141. Alors même que Roberts faisait ces commentaires, les pablistes mettaient en place des organisations tampons sur lesquelles tant la bourgeoisie que les staliniens allaient s’appuyer lors des soulèvements sociaux qui approchaient. Aux États-Unis, le SWP jouait un rôle crucial dans la subordination au Parti démocrate du mouvement qui se développait contre la guerre du Vietnam. A travers toute l’Europe, les organisations pablistes s’adaptaient à la fois aux staliniens et aux tendances de la « Nouvelle gauche » petite bourgeoise qui devaient bientôt contribuer de façon importante à dérouter et désorienter les mouvements de masse de protestation sociale qui éclatèrent en 1968. En France, les pablistes facilitèrent la trahison stalinienne de la poussée révolutionnaire de la classe ouvrière de mai et juin de cette année là. Et de plus, comme le « Printemps de Prague » en Tchécoslovaquie de 1968 et la vague de grèves en Pologne le démontrèrent clairement, les régimes staliniens entraient déjà dans une crise terminale.

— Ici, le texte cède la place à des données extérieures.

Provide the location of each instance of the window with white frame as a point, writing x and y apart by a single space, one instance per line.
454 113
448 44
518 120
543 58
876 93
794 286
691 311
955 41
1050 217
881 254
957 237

Les organisations pablistes, avec leurs théories sur des bureaucraties qui pourraient s’auto-réformer, détournaient la Quatrième Internationale de concentrer ses efforts pour mener une lutte implacable contre les régimes staliniens et pour préparer à leur renversement. Il n’était pas prédéterminé au milieu des années 1960 que l’effondrement définitif de la tyrannie stalinienne devrait conduire inexorablement à la formation de régimes droitiers et pro-capitalistes en URSS et en Europe de l’Est. De fait, dans les années 1960, les luttes contre la tyrannie stalinienne en Europe de l’Est étaient orientées à gauche et socialistes. Le développement réactionnaire auquel on assista plus tard en Europe de l’Est, en URSS et aussi en Chine, fut le produit de circonstances qui prirent forme, dans une large mesure, du fait des politiques erronées et réactionnaires des pablistes.

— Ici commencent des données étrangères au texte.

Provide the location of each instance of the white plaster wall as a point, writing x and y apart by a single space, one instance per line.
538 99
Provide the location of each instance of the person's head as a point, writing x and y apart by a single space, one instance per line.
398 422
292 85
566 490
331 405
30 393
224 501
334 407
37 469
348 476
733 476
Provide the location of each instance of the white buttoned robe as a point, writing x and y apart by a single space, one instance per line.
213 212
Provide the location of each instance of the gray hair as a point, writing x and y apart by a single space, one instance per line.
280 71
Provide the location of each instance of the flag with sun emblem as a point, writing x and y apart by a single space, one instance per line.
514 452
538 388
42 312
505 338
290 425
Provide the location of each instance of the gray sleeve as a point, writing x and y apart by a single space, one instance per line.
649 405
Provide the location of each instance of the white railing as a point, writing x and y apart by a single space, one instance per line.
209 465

142. Parmi les trahisons du pablisme figuraient sa glorification du castrisme et du guérillérisme, qui eurent un effet dévastateur sur toute une génération d’ouvriers et de jeunes orientés à gauche en Amérique latine. Les désastres politiques des années 1970 – au Chili, en Argentine, en Bolivie et en Uruguay – furent les conséquences de théories et de politiques promues par le Secrétariat unifié pabliste. Le signal pour la répudiation du trotskisme fut donné par la célébration par le Secrétariat unifié de Ernesto « Che » Guevara, le radical argentin qui, comme beaucoup d’intellectuels latino-américains de sa génération, rejetait explicitement la conception marxiste du rôle révolutionnaire de la classe ouvrière. Les pablistes détournèrent le regard lorsque Guevara souhaita la bienvenue à Cuba à Ramon Mercader, l’assassin de Trotsky, après que celui-ci ait été libéré d’une prison mexicaine en 1960. Ils appelaient la jeunesse socialiste d’Amérique latine à trouver une autre voie que la stratégie prenant appui sur la classe ouvrière. Comme l’écrivait et pabliste bolivien Moscovo :
La méthode de guérilla défendue par les cubains est applicable à tous les pays sous-développés, même si sa forme doit varier en accord avec les particularités de chaque pays. Dans les pays où existe une grande masse paysanne avec des problèmes agraires non résolus, les guérillas tireront leur force de la paysannerie ; la lutte de la guérilla mettra en mouvement cette masse, résolvant leur problème agraire les armes à la main, comme cela s’est produit à Cuba à partir de la Sierra Maestra. Mais dans d’autres pays, le prolétariat et la petite bourgeoisie radicalisée des villes fourniront les forces de la guérilla. [88]
Hugo González Moscoso, « The Cuban Revolution and Its Lessons, » dans : Fifty Years of World Revolution, ed. Ernest Mandel [New York : Pathfinder Press, 1970], pp. 194-95. Traduit de l’anglais.